L'IFC, ha un organico di oltre 500 “addetti ai lavori”, di cui 129 tra ricercatori confermati e tecnologi (di diversa formazione e cultura scientifica, tra cui medicina, biologia, chimica, bioingegneria, fisica, statistica, matematica e informatica…) principalmente a Pisa, sede centrale, ma anche nelle sedi distaccate di Milano, Lecce, Roma, Siena, Massa e Reggio Calabria.

L'intensa collaborazione dei ricercatori IFC con le più importanti istituzioni del mondo ha permesso loro di raggiungere livelli di eccellenza, insieme con l'opportunità di essere coordinatori o partner in numerosi progetti internazionali.

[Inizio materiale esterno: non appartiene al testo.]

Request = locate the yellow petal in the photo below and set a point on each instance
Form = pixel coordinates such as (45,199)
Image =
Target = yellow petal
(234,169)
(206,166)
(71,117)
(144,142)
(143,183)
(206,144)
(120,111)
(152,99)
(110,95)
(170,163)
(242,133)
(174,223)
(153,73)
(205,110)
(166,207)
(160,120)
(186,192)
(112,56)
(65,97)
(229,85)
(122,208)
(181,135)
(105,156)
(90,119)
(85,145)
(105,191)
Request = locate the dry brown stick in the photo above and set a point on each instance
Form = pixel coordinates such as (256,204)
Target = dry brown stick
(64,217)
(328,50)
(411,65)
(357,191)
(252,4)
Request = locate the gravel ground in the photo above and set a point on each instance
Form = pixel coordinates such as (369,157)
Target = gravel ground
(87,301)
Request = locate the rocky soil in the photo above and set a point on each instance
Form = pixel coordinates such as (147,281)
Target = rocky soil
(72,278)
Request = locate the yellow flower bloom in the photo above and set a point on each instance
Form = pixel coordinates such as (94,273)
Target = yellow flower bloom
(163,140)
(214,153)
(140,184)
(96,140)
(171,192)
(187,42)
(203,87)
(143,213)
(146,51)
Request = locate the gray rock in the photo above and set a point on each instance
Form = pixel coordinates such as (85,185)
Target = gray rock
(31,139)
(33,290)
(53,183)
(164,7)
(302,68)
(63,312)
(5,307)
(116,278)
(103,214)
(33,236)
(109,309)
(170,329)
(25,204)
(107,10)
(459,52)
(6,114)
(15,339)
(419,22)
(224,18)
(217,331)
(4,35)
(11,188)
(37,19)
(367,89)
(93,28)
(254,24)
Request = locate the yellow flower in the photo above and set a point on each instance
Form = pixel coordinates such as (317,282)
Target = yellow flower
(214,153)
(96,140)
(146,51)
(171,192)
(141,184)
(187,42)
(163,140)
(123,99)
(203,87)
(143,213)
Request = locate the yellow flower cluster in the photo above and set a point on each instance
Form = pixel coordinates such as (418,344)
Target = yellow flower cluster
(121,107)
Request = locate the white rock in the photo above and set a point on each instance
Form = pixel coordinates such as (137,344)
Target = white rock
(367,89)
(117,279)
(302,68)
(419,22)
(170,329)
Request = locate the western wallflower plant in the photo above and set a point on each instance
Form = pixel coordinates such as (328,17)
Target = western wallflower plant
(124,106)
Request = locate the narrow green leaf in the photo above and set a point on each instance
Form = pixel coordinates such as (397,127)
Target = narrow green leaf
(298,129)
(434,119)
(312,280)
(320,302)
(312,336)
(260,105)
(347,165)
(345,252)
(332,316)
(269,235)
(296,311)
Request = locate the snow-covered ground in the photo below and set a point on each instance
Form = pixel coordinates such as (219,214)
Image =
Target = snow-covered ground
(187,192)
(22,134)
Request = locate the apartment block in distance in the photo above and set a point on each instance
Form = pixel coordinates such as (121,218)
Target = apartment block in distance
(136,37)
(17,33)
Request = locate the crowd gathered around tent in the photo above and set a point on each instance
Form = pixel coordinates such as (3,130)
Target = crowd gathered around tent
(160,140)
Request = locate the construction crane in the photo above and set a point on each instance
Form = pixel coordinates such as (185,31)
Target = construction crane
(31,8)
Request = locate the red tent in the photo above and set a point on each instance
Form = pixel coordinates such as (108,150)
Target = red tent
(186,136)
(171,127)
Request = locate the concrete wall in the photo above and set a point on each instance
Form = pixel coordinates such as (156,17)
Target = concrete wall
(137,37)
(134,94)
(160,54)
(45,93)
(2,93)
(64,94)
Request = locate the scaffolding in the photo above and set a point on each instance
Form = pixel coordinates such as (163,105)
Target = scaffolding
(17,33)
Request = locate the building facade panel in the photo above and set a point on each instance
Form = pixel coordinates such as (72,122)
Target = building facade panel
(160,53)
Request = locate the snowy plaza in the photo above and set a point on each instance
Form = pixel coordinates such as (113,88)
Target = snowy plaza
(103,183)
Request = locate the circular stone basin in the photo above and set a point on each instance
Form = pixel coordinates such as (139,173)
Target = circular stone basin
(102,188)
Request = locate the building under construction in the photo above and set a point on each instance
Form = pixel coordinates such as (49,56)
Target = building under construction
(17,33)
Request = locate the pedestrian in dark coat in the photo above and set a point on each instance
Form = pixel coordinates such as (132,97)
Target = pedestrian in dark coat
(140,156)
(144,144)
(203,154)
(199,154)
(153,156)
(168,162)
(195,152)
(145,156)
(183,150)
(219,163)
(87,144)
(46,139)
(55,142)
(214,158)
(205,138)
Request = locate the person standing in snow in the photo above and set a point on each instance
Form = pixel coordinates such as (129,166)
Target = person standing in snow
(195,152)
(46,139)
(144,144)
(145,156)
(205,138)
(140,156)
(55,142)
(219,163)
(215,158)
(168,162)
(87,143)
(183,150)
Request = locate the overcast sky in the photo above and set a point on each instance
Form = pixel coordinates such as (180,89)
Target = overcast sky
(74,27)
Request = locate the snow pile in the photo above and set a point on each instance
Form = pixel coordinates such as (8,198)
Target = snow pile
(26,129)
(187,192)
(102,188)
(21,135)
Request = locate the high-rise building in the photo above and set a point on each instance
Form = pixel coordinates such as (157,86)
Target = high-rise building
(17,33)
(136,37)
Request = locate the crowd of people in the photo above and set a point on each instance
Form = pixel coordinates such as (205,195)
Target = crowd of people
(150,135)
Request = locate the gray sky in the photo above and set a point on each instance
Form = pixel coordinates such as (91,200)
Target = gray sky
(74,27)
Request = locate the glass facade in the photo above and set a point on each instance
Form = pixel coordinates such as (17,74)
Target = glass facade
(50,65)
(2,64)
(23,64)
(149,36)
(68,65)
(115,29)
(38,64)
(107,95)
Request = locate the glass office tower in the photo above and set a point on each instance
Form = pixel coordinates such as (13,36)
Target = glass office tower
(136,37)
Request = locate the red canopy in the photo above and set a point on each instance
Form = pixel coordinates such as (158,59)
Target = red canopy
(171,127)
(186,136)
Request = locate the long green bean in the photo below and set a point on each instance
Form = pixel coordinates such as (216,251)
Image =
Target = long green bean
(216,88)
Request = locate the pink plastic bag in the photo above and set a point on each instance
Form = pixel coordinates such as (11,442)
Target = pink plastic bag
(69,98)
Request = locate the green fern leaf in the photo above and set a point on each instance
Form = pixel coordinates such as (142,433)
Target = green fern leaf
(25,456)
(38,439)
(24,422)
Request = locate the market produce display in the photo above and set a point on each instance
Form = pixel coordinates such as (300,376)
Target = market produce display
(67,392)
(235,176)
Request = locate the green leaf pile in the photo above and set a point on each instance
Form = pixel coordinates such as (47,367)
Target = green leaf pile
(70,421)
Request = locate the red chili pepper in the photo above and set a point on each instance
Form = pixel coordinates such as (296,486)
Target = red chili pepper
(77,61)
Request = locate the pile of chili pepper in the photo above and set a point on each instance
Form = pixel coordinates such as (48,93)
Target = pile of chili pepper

"Assistenza personalizzata" è la nuova parola chiave della ricerca IFC, che si concretizza attraverso:

- la promozione della salute e della qualità della vita;

- il monitoraggio e il controllo dei pazienti e dei cittadini più deboli;

- l’ottimizzazione degli interventi terapeutici, con la riduzione dei tempi di ospedalizzazione;

- la modellazione a vari livelli specifica per il paziente, con adeguati sistemi di supporto per la simulazione e la decisione;

-una maggiore attenzione sia ai pazienti che agli operatori sanitari;

- l’apertura di nuove frontiere nell'imaging multimodale e nell’impiego di nuovi biomateriali;

- la valutazione del rapporto rischio/beneficio dell’approccio diagnostico utilizzato, e la relativa appropriatezza, con il fine ultimo di migliorare le procedure diagnostiche e terapeutiche.